Remediation and redundancy costs messed with the full year profit of Bendigo and Adelaide Bank, a result warmly received by the equity market all the same.
The net profit fell 13 per cent to A$379 million over the year to June 2019, though the full-year dividend was kept steady at 70.0 cents.
The bank copped A$16.7 million in remediation costs, mostly relating to Bendigo Financial Planning, and $11.9 million in redundancy costs. An IOOF subsidiary, Bridges Financial Services Group, bought the bank’s planning business several months ago.
In a climate of low rates and declining industry margins, Bendigo held its net interest margin steady 2.36 per cent over the full year and managed an uplift of two basis points in the second half.
On the plus side Bendigo and Adelaide’s efforts in the digital domain look to be doing well.

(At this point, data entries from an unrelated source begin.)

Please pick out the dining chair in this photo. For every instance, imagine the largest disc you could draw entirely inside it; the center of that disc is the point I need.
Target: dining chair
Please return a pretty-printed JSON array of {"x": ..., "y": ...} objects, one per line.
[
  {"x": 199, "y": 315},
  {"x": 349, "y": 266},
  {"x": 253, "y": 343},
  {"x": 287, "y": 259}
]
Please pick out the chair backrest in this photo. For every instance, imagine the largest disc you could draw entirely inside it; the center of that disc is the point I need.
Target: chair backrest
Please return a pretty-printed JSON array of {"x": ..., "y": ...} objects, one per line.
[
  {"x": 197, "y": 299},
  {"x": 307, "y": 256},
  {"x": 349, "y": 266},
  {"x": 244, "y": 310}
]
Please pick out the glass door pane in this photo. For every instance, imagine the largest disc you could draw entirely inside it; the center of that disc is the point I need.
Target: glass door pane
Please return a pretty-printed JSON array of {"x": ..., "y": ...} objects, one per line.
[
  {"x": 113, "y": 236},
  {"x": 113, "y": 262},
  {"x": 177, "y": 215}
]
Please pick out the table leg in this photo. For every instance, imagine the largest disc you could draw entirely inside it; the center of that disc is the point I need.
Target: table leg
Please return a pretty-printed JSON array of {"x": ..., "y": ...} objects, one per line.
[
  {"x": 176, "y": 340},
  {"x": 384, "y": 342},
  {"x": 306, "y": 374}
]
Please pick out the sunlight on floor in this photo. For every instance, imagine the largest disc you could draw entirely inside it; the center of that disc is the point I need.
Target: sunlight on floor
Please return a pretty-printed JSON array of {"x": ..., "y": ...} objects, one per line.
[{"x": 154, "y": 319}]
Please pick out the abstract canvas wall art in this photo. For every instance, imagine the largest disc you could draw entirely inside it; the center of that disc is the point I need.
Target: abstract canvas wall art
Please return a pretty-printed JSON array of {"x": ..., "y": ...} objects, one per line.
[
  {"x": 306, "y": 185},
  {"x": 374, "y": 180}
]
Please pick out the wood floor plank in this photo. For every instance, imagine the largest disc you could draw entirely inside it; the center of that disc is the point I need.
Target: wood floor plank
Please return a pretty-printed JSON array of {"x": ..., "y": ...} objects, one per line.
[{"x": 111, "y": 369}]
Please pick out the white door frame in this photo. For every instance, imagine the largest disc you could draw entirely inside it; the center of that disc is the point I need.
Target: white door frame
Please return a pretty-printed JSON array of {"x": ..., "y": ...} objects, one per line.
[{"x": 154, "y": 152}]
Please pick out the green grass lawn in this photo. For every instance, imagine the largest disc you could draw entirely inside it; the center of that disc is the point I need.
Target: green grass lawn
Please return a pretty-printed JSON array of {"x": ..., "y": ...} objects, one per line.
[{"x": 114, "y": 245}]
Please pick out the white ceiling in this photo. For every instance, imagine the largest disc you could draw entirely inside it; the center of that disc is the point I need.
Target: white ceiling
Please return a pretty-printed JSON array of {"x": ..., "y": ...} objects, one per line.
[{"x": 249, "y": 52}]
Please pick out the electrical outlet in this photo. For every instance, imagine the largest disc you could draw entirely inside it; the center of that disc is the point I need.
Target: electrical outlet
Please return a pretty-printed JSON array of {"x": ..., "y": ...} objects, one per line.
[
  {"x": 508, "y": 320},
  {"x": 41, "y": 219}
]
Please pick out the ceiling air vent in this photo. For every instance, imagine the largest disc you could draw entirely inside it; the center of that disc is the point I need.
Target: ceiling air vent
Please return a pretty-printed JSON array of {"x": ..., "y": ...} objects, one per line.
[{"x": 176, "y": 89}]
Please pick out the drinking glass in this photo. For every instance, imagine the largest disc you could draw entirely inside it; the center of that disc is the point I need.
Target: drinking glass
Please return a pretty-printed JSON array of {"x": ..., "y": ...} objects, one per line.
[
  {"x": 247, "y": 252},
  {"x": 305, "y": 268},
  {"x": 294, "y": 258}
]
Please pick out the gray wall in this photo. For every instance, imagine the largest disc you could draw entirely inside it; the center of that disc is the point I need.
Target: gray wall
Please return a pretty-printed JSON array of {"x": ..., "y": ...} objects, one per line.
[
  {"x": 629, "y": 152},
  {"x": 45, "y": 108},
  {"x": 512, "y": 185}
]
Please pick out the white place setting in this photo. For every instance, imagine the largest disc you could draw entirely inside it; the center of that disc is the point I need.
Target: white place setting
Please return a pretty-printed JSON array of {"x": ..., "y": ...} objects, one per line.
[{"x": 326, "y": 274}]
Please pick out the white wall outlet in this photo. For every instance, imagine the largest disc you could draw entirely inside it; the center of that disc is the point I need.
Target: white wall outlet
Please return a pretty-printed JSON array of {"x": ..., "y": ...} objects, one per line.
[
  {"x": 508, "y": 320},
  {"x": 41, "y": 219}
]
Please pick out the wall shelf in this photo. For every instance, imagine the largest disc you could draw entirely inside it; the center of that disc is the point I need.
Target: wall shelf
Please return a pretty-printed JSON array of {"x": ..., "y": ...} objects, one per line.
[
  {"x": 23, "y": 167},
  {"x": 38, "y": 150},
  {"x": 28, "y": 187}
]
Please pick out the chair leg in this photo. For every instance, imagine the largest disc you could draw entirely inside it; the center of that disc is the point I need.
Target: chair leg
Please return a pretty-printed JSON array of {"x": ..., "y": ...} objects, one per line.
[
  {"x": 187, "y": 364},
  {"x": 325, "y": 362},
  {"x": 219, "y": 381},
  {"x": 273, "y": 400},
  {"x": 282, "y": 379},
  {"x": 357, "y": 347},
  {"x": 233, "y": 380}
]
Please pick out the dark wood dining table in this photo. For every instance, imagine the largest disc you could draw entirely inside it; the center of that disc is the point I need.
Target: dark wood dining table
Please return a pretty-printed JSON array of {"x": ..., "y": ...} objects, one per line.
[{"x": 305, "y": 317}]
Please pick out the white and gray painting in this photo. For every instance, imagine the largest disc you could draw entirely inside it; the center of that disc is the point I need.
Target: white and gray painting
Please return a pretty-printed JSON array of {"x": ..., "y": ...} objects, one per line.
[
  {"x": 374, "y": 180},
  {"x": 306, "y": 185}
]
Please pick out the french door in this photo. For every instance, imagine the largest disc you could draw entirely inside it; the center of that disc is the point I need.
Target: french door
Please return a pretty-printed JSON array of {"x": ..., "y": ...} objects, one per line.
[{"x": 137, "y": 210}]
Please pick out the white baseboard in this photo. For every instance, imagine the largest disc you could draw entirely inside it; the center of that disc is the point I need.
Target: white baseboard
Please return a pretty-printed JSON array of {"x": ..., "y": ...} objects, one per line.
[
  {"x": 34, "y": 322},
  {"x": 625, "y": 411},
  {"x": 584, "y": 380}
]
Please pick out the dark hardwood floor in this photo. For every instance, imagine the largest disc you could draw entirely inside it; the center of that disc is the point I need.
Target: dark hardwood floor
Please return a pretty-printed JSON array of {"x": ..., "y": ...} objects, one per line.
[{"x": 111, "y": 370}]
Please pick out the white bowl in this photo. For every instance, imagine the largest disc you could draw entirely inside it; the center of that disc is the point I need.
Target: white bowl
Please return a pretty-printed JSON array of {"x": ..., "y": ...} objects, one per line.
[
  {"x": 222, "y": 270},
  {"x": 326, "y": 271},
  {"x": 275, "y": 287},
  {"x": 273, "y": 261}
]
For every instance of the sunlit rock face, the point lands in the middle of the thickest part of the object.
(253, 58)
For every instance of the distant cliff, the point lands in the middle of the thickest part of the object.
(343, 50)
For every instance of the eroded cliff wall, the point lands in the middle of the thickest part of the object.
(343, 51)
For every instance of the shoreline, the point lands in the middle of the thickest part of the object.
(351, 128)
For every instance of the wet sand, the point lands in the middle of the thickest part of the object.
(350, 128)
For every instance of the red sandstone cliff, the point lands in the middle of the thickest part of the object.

Its digital banking brand Up – dubbed “Australia’s first and largest next-gen bank” by managing director Marnie Baker – is chiefly responsible for the number of “new customers [rising] by almost two-thirds for the full year, and …. net new customers rising four-fold compared to last year; with equivalent growth half-on-half at 239 percent.”
Its investment in fintech Tic:Toc (run by a former exec of the bank) is also tearing along, with “$3 billion in assessed applications since launch” and a “75 per cent increase in approval volume in July 2019”, compared with the year before.
And this lending portfolio “has had no defaults or credit losses since launch in July 2017”.
In a target viewed cynically by banking analysts on yesterday’s investor call, Bendigo is aiming for “a cost to income ratio towards 50 percent in the medium term”.